Anecdotal evidence of this already shows up in other synthesizers build by us. When using an American English based synthesizer with US English phoneset, a US English lexicon, and a Scottish English speaker, the lexical entries do not properly match the speaker's pronunciations. For examples palatalized /uw/ as found in British English in /t y uw z d ey/ (Tuesday) is defined as /t uw z d ey/ in the US English lexicon. When this labeling is used against a Scottish English speaker the /y-uw/ segment is labeled as /uw/. Thus when other words are synthesized with similar contexts the palatalization is still generated thus words labeled as /s t uw d eh n t/ (student) may correctly, for the dialect, be synthesized as acoustics that could be labeled as /s t y uw d eh n t/.
It should be noted that it is rare that absolutely no phonetic knowledge is available for a language and often at least some information (vowel/consonant) can be directly derived from the orthographic system. However it is not unusual that there are no linguistically knowledgeable speakers of the language available, and native speakers are often not explicitly conscious of the distinction they are making. In a practical sense, a gross classification of phonemes can be reasonably specified but fine distinctions are much harder.
It is worth comparing the complexity of mapping letters directly to acoustics, with the more standard approach of having an intermediate finite phone set. As we are considering mapping without explicit lexicons it is best to compare with the automatic letter to sound rule mappings as described in ; in this case, we map letters to predefined finite phone sets. Importantly, letter to sound training sets are bigger, because it is easier to collect text than speech. However the difference in size is only perhaps one order of magnitude (5000 words vs. 50,000 words), and in the letter to acoustic case we have selected data deliberately to get coverage.
Machine learning techniques could allow us to assume a hidden layer that explicitly represents a phone set, but we have not investigated that yet.
Another direction that may be worth investigating is to cluster the acoustics independent of any labeling and then match the types identified by the clusters to letters. Such techniques for acoustically derived units have been studied for speech recognition (e.g. ) but have not yet been investigated for unit selection synthesis.
It is clear that depending on the language and knowledge available, there is a scale of pure letter to acoustic through to letter to phone and phone to acoustic models. But we would like to make that scale available to the voice builder so they may best take advantage of the information they currently have available.

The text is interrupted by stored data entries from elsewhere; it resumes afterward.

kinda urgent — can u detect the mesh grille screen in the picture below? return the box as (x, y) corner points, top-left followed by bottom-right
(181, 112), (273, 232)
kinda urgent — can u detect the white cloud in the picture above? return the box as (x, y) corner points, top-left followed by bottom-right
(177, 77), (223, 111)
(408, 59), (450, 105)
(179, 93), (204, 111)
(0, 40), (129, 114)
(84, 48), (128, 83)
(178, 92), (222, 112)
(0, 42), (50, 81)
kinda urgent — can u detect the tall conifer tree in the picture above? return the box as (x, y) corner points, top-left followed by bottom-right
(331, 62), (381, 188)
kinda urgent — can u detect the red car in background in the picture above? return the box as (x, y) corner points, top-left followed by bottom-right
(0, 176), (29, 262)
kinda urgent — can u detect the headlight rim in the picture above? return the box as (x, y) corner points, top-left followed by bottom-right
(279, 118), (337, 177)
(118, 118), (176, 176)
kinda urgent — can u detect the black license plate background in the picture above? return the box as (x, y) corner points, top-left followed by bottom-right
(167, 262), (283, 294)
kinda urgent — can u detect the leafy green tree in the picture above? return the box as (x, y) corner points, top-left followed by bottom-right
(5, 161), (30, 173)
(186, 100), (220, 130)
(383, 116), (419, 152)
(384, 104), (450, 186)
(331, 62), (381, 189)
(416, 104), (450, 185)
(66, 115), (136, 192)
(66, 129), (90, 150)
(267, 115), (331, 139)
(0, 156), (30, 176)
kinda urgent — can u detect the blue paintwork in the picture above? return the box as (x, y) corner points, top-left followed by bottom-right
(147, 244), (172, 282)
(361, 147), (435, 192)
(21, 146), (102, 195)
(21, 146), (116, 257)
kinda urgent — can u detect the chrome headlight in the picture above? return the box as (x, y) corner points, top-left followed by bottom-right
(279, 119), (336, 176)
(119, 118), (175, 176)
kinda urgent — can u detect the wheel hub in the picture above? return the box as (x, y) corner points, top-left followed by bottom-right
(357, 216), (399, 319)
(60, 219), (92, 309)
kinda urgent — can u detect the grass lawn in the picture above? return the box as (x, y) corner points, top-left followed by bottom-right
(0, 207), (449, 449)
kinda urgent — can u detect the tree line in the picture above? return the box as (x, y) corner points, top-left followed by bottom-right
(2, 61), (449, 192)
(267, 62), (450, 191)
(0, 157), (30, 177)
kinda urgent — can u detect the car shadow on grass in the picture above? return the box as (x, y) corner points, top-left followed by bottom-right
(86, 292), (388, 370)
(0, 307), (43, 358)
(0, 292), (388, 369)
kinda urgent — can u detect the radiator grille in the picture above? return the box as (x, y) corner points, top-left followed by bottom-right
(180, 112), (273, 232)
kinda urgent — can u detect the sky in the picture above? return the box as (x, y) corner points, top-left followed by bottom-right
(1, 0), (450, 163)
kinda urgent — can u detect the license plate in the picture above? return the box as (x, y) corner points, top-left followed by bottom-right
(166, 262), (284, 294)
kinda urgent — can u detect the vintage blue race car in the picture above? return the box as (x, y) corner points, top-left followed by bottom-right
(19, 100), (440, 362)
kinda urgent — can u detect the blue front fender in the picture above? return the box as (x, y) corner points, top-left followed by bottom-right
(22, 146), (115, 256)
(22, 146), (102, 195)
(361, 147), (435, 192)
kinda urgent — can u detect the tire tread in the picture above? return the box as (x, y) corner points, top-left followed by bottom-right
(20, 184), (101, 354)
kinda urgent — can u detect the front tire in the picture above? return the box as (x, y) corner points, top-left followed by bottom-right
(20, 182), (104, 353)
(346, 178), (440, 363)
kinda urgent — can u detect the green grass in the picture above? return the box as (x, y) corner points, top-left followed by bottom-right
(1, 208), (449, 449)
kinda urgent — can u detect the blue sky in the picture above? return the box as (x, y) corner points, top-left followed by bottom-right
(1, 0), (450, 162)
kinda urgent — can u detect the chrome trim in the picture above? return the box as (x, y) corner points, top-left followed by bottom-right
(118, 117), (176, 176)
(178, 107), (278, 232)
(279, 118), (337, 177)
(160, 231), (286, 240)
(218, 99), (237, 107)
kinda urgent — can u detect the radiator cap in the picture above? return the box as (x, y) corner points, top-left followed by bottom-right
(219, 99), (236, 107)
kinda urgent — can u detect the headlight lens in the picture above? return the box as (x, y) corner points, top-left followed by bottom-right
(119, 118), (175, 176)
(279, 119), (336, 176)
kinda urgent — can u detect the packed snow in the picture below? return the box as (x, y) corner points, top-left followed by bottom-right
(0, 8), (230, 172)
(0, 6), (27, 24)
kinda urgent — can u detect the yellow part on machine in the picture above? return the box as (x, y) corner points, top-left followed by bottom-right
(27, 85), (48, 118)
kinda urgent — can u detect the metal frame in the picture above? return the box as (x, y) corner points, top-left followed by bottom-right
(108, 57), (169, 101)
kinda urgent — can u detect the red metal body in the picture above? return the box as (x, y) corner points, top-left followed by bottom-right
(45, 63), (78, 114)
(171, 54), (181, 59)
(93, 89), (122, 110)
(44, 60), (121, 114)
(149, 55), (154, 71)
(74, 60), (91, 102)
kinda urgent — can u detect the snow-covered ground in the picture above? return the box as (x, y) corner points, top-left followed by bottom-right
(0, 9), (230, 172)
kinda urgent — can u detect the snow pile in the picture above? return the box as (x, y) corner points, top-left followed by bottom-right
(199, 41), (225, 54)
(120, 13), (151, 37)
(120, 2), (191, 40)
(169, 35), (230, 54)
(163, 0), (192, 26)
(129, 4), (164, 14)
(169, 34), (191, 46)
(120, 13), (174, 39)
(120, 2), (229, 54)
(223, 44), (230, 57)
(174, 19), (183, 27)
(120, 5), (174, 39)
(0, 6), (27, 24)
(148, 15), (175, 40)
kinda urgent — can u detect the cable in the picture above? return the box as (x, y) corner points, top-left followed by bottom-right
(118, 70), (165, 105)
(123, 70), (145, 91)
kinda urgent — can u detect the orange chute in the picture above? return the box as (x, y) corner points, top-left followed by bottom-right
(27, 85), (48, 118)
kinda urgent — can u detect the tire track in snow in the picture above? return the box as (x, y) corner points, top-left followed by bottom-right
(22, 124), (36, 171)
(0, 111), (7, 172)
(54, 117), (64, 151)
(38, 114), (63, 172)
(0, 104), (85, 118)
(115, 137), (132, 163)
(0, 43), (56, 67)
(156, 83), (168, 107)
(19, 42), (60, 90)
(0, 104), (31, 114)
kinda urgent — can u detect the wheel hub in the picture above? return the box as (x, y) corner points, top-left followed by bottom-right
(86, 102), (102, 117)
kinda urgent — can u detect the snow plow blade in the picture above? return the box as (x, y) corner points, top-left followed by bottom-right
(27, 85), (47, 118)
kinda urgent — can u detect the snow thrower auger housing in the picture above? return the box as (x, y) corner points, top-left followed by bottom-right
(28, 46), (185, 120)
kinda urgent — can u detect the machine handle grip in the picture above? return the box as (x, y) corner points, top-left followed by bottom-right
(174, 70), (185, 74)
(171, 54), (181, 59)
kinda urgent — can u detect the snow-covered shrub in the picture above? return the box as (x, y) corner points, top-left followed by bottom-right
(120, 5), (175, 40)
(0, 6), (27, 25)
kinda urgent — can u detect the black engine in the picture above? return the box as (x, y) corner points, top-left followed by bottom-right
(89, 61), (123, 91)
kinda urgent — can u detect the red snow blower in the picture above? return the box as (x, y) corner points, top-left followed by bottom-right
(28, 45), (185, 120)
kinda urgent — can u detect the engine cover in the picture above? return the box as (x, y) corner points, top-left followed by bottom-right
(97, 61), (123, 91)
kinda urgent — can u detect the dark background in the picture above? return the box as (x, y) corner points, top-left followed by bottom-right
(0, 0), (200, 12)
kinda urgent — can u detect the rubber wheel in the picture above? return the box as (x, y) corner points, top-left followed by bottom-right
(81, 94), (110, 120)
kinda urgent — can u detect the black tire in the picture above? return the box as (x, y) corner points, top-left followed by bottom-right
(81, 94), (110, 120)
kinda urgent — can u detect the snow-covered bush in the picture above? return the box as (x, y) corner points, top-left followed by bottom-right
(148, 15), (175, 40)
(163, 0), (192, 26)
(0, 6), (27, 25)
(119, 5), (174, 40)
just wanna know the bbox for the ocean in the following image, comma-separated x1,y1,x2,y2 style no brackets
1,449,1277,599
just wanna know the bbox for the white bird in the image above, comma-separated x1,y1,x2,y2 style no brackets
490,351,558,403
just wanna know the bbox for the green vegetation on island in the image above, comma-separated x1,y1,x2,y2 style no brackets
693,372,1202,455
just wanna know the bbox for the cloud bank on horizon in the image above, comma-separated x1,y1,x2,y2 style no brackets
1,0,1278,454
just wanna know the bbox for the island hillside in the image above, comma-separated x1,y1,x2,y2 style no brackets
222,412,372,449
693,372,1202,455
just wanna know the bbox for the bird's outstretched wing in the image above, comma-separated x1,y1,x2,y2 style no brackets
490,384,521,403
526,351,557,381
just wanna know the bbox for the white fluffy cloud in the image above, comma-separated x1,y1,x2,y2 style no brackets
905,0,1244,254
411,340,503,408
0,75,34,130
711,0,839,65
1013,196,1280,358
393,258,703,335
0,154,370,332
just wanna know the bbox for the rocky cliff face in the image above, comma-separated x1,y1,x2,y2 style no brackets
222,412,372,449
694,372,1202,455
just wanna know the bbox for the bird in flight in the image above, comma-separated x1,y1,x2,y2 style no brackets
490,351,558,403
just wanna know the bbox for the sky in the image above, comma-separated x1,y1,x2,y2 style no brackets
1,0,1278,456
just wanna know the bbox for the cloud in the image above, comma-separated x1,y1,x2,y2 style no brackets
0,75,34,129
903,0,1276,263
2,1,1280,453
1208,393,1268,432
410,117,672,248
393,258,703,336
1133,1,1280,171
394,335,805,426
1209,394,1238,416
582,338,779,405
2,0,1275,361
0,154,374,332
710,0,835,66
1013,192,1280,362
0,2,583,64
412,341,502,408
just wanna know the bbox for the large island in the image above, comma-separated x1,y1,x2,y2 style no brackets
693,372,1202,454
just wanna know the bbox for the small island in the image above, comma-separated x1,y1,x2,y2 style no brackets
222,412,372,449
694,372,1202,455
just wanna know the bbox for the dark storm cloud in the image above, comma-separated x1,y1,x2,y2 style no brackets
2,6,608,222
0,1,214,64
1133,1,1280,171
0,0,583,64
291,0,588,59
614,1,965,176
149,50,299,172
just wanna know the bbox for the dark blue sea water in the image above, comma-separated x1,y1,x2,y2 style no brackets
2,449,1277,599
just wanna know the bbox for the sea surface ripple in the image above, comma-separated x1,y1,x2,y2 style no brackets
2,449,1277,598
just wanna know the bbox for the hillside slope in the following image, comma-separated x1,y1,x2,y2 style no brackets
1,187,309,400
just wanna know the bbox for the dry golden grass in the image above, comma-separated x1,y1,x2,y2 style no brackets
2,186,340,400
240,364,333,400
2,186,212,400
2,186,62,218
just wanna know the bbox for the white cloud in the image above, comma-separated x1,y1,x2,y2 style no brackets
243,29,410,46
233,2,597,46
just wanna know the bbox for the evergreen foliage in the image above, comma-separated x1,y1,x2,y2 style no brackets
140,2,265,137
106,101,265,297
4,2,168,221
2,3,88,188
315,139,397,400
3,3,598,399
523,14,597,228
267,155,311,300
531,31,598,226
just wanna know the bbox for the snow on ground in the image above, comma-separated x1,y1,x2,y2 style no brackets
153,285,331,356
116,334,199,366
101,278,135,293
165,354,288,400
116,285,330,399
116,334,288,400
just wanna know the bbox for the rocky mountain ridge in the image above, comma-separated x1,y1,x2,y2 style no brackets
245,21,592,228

Another point that we wish to make clear is that without native speaker's feedback for evaluation the ultimate quality of a synthetic voice cannot be determined. As those who work in the field immediately notice, synthesis in languages you are not familiar with typically sound better than synthesis in languages you are knowledgeable about. It requires fluent speakers to properly evaluate content. In our experience in building synthesizers for minority language we find, anecdotally, that listeners can be more extreme that those in more common languages. On one hand, that there is a synthesizer at all in their language can make some native listeners accept what is not the best possible synthesis. On the other hand, listeners of minority languages are likely to be unfamiliar with speech synthesis, and they can even find listening to high quality recorded speech difficult to understand.